00:20My question, you mentioned that there's about a $1 trillion cost in chronic disease.
00:26Do you have any stats when you get people healthy again, what it does to the economy?
00:31We had an economic update earlier about GDP rising at 1% this year in 25.
00:37But if you get them healthy again, not only the cost, but also what does that do with the workforce
00:43and getting people back healthy to engage in our workforce?
00:47Well, you know, I went on a long hike with Dr. Oz this morning, and he's going to be talking to you tomorrow.
00:58But he showed me a data point of a study that they just finished that showed that if you could get every American
01:05to do a 15-minute walk a day, it would save the country $150 billion.
01:12The cost said, you know, I said before, when my uncle was president, we spent zero on chronic disease.
01:18There were no treatments for it.
01:21The first pill that you took every day was the birth control pill.
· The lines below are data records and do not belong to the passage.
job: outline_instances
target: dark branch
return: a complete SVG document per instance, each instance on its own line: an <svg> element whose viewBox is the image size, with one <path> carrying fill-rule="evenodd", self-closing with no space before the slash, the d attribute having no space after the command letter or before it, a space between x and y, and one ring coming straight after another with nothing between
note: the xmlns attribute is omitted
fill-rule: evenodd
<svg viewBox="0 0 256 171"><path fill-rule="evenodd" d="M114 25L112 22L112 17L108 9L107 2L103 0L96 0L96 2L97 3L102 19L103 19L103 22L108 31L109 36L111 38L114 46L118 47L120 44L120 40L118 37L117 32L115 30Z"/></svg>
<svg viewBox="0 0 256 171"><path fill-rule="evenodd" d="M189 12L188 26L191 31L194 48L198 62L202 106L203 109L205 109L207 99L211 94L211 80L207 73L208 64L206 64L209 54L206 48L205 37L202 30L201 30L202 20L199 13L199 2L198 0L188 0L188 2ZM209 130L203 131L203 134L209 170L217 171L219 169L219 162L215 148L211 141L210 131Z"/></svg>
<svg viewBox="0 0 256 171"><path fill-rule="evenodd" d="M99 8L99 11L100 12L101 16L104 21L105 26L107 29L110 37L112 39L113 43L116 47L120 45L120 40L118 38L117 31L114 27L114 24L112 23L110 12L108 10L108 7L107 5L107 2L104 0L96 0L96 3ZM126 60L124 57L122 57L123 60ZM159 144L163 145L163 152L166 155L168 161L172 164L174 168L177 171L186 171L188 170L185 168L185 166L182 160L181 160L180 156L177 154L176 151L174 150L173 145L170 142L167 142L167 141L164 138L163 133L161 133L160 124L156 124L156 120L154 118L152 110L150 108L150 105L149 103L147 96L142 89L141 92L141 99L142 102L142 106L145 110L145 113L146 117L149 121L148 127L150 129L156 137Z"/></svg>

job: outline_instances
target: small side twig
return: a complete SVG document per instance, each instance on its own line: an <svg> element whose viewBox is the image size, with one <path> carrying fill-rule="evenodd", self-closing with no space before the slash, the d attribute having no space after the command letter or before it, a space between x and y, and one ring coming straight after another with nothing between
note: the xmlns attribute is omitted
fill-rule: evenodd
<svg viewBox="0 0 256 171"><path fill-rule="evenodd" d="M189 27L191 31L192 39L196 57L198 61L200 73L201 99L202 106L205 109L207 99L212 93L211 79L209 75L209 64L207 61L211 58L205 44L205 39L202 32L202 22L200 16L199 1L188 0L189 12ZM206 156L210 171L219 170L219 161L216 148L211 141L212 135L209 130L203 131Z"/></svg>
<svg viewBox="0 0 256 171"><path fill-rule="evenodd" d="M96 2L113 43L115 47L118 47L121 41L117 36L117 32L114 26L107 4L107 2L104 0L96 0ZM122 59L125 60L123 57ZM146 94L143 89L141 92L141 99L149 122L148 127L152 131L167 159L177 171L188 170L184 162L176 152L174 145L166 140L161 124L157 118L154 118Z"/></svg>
01:25There weren't any pills like that before that.
01:27There weren't treatments, and, you know, the cause said, we are spending this money.
01:36And I'll give you an example.
01:38We had, during COVID, we had 16% of the COVID deaths in our country.
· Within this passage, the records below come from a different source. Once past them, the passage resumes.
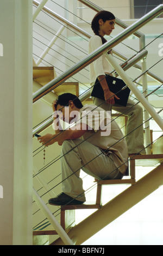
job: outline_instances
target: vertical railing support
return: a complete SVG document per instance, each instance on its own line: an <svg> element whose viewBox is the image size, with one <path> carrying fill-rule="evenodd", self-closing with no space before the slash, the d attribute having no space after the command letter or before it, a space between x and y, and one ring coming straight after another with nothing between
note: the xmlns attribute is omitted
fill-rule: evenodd
<svg viewBox="0 0 163 256"><path fill-rule="evenodd" d="M45 5L45 4L47 2L48 0L43 0L43 1L40 3L39 5L36 9L36 11L34 13L34 15L33 15L33 21L34 21L38 14L40 13L40 12L41 11L42 9Z"/></svg>
<svg viewBox="0 0 163 256"><path fill-rule="evenodd" d="M53 216L49 209L39 196L39 194L34 188L33 188L33 198L34 200L55 229L55 230L57 232L58 234L59 235L65 245L74 245L72 240L70 239L62 227L58 222L55 217Z"/></svg>
<svg viewBox="0 0 163 256"><path fill-rule="evenodd" d="M56 197L56 195L54 194L53 191L51 190L50 187L46 183L43 177L41 176L41 174L38 172L36 170L36 168L33 165L33 173L36 175L36 178L38 180L40 184L43 187L43 188L46 190L47 193L49 194L51 198Z"/></svg>
<svg viewBox="0 0 163 256"><path fill-rule="evenodd" d="M142 66L142 72L143 73L145 70L147 70L147 63L146 58L143 58L141 61L141 66ZM142 88L143 88L143 94L145 97L148 94L148 84L147 84L147 75L145 73L142 75ZM146 98L147 100L148 100L148 98ZM148 112L147 111L146 108L143 107L143 114L144 114L144 120L145 122L144 128L145 128L145 147L146 148L146 153L147 154L151 154L151 134L150 134L150 126L149 126L149 115Z"/></svg>

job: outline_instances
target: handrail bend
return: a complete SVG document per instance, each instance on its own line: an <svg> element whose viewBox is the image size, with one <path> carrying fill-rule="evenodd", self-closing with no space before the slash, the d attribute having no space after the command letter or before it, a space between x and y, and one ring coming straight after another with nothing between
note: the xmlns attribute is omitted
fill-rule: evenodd
<svg viewBox="0 0 163 256"><path fill-rule="evenodd" d="M133 34L139 28L144 26L154 17L159 16L163 12L163 4L158 6L149 13L146 14L134 23L126 28L123 32L105 43L87 56L84 58L73 67L70 68L57 78L48 83L42 88L33 93L33 103L35 103L45 95L48 93L59 85L63 83L70 77L77 73L79 71L90 64L98 58L106 50L117 45L119 43L124 40L129 35Z"/></svg>

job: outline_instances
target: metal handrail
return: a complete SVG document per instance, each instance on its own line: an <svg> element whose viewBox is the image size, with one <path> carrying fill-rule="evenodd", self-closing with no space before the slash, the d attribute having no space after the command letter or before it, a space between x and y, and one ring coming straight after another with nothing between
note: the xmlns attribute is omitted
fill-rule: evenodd
<svg viewBox="0 0 163 256"><path fill-rule="evenodd" d="M59 85L63 83L70 77L90 64L91 62L102 56L106 50L109 50L119 43L124 40L130 34L133 34L137 29L144 26L154 17L163 12L163 5L160 4L151 11L142 17L134 23L126 28L123 32L105 43L87 56L84 58L67 71L55 78L37 92L33 93L33 103L35 103L43 96L51 92Z"/></svg>
<svg viewBox="0 0 163 256"><path fill-rule="evenodd" d="M80 0L78 0L78 1L80 1ZM39 3L38 2L37 2L35 0L33 0L33 4L34 4L34 5L35 5L36 7L39 6ZM89 4L91 3L90 1L87 1L86 0L84 0L84 1L80 1L80 2L83 2L83 3L86 3L86 2L89 2ZM97 7L97 5L95 5L94 4L91 3L91 4L93 5L93 6L94 6L94 8L93 8L93 10L96 10L96 11L102 10L101 8L100 8L98 7ZM89 7L91 7L89 5L87 5L87 6L89 6ZM95 6L96 6L96 8L95 8ZM84 31L83 29L80 28L78 26L76 26L76 25L74 25L73 23L72 23L70 21L69 21L68 20L66 20L64 17L59 15L58 14L55 13L54 11L49 9L49 8L47 8L46 7L44 6L42 8L42 9L43 11L45 11L45 12L46 12L47 13L50 14L51 15L52 15L54 17L55 17L57 19L58 19L60 21L63 22L64 23L66 24L67 25L68 25L69 26L70 26L72 28L74 29L76 31L78 31L78 32L79 32L80 33L81 33L82 34L83 34L85 37L86 37L86 38L90 39L92 37L91 34L90 34L89 33L87 32L86 31ZM120 20L118 20L117 18L116 18L116 20L117 20L117 25L119 25L120 26L121 26L123 28L126 28L128 26L128 25L126 24L123 21L122 21ZM140 32L138 32L138 31L136 32L135 33L134 33L134 34L135 36L137 35L137 37L140 38L141 40L142 37L143 37L143 35L144 35L143 34L141 33ZM142 46L141 47L141 49L142 49L142 46L143 46L142 44L140 43L140 45ZM144 46L145 46L145 45L144 45ZM121 52L118 52L118 51L116 50L115 49L113 49L112 52L113 52L113 53L115 54L116 55L120 57L120 58L122 58L123 59L124 59L125 61L126 61L128 58L124 55L122 54ZM135 67L135 68L137 68L139 70L141 70L141 69L142 69L142 67L137 64L136 64L134 67ZM155 75L155 74L153 73L152 72L147 72L147 74L148 76L152 78L153 79L154 79L156 81L160 82L161 84L163 83L163 80L161 78L160 78L158 76L157 76L156 75Z"/></svg>
<svg viewBox="0 0 163 256"><path fill-rule="evenodd" d="M123 68L124 70L128 69L130 68L130 67L135 64L137 61L141 59L142 58L144 57L145 56L147 55L147 52L148 52L146 50L144 50L141 53L139 53L136 56L134 57L132 59L130 60L128 62L128 64ZM90 97L90 89L89 89L84 93L82 93L82 94L81 94L79 97L79 99L81 102L83 102L85 99L87 99L89 97ZM33 136L34 136L36 133L40 133L43 130L44 130L45 129L47 129L52 124L53 122L53 117L51 117L47 121L44 122L43 123L40 124L39 126L38 126L38 127L33 130Z"/></svg>

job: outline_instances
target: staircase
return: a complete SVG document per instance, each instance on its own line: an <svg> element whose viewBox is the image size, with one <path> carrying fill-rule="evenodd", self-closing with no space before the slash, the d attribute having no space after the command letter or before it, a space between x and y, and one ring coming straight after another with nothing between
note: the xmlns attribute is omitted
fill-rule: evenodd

01:44We only have 4.2% of the world's population.
01:47And if you ask CDC, why did so many Americans die?
01:52Why did Americans die at a rate of 3,000 per million population?
01:58And in Haiti, they were dying at 14 per million population.
02:02In Nigeria, they were dying at 14 per million population.
02:06Across Africa, it was 321 to 320 per million population.
02:11So one-tenth of our death rate from COVID.
02:14Why is that?
02:14And CDC said it will say that's because Americans have such high levels of chronic disease.
02:21We have the highest chronic disease burden on earth.
02:24The average American who died from COVID had 3.8 chronic diseases.
02:29So what was killing them?
02:31Was it COVID or was it the chronic disease?
02:34They were hanging by their fingernails at the edge of the cliff already.
02:39And COVID came over and stamped on their fingers.
02:42But what's really making it, and the real costs are not from the, from, you know, from COVID.
02:51The real cost and the cost we have, if a kid has diabetes, if a kid, COVID was killing, the average age of death from COVID was 84 years old.
03:01And the cost of that, if we can stop the autism epidemic or dramatically reduce it, which I believe we're going to do in my four years.
03:17We can, you know, we can, you know, the cost savings to our country will be astronomical.
03:25And diabetes is the same.
03:27When you start getting kids to stop drinking soda, stop eating junk food, and start eating real food again, we're going to see immediate cost savings.
03:38Because people, with autism, there's no cure.
03:43Diabetes, there's a cure.
03:44You can, you can cure diabetes with diet.
03:48And, you know, one of the things that we're asking governors to do, if you have a medical school in your state,
03:56we're asking you to pass a law, and these laws have passed in about six states so far, and there's, they're bipartisan, Democrats and Republicans.
04:07There's no such thing as Democrat children or Republican children.
04:11They don't face strong headwinds.
04:15It's an easy law to pass to require medical schools in your state to give a mandatory nutrition class.
04:22Doctors are not taught about nutrition.
04:24So, when you come into the doctor's office, he doesn't know any more than you do about nutrition.
04:31And, you know, he ought to be, not the first thing he does should not be to give a nine-year-old kid a GLP drug.
04:39Yeah, in the long run, you know, if there's no other choice, let's do that.
04:45But let's try diet and exercise first, and let's have a medical community that understands those things,
04:52and that's their first reaction, rather than giving you a drug.
04:55And most of the medical schools do not have mandatory nutrition classes, and we need to do that.
05:01We're going to, we're incentivizing to do them to do that at HHS.
05:05We're getting them to develop really good curricula on that.
05:08And, but, you know, one of the things I said to the governors yesterday is what you do is so critical to what I'm doing.
05:19We have 40% of the food industry that has now pledged to remove all dyes, all nine patrolling-based synthetic dyes.
05:27But they come to us and ask us and say, we want to do this, we want your support, you know, help us do this.
05:36They're coming to me not because they're scared of me.
05:40They're coming because they're scared of the governors.
05:43Because they don't want a patchwork of different regulations all across the country when they've got a national product.
05:48When you push this legislation in your states, it enables me, it gives me leverage to these industries to change their behavior
06:00and to change the ingredients that they're giving us.